Thursday, January 20, 2011

Simulating a Curious Landing

The next generation Mars rover, named Curiosity, is scheduled to launch later this year. Construction is nearing the final phases and lots of tests are being conducted on Curiosity. The latest test is a test of the landing system. JPL released a short video of the test.


Curiosity can't use the airbag system of previous rovers as it is too big and heavy, hence the sky crane concept. Curiosity will be the first spacecraft to use this system so the testing has to be rigorous. You can see from the video, a platform has small rockets on it that hovers while the rover is lowered to the surface. The rockets won't be able to make this craft hover for long since they carry very limited fuel so they only get one shot at it. Everything has to work perfectly the first time without intervention from us on Earth (Mars is much too far away...round trip light travel time varies from about 8 minutes to over 20 minutes depending on their positions in their respective orbits).

If you want to watch curiosity under construction, JPL has a "Curiosity Cam".

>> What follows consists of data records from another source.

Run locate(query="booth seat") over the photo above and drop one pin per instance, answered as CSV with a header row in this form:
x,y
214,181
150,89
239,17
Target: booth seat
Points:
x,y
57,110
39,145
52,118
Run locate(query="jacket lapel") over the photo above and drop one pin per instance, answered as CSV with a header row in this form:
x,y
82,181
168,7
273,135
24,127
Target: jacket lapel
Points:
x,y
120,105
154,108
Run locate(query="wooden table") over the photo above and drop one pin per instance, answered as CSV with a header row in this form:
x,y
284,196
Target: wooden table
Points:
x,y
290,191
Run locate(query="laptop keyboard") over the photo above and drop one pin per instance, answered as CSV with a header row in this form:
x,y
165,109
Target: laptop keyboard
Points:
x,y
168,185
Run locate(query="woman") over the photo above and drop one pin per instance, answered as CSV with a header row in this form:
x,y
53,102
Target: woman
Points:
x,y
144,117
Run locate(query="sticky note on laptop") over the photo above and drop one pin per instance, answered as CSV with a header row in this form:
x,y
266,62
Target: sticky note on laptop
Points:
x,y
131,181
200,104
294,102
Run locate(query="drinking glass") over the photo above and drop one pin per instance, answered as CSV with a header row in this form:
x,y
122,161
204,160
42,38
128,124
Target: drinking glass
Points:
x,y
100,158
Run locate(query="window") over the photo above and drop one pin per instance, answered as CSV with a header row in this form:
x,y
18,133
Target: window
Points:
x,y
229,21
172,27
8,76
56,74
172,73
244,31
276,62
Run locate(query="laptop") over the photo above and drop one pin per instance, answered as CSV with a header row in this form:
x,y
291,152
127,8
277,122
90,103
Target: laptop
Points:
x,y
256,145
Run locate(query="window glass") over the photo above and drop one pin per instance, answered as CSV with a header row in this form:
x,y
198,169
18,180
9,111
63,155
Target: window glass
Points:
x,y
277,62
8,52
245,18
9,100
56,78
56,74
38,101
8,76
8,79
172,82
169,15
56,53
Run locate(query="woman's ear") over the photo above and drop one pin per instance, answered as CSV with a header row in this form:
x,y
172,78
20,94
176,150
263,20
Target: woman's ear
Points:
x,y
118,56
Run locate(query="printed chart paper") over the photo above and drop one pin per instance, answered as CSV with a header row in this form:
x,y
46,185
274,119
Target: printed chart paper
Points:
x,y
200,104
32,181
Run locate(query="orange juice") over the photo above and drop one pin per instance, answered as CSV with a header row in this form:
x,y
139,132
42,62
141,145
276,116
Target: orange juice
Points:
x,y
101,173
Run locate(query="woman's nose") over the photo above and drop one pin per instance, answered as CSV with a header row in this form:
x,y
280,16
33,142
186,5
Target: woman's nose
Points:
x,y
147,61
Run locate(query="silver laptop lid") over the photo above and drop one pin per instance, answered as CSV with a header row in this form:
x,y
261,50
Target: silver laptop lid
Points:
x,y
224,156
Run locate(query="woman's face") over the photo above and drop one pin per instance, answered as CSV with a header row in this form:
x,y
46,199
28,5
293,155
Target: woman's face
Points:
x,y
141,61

Reprinted with permission from the Half-Astrophysicist Blog.

2 comments:

OrbsCorbs said...

Amazing. So Curiosity has to quickly get away from the landing spot so that the "sky crane" doesn't fall on it when it runs out of fuel?

It's always been amazing to me, the space flights and visits to other planets. Such distances, and, as you say, only one chance to get it right.

What if all the money spent on war had been spent on science instead?

hale-bopp said...

It works the other way. Curiosity's top speed is not even as a brisk walk, so they give the sky crane a blast with its thrusters to get it to clear out.

I think NASA gets a little nervous trying these new things...I know I would!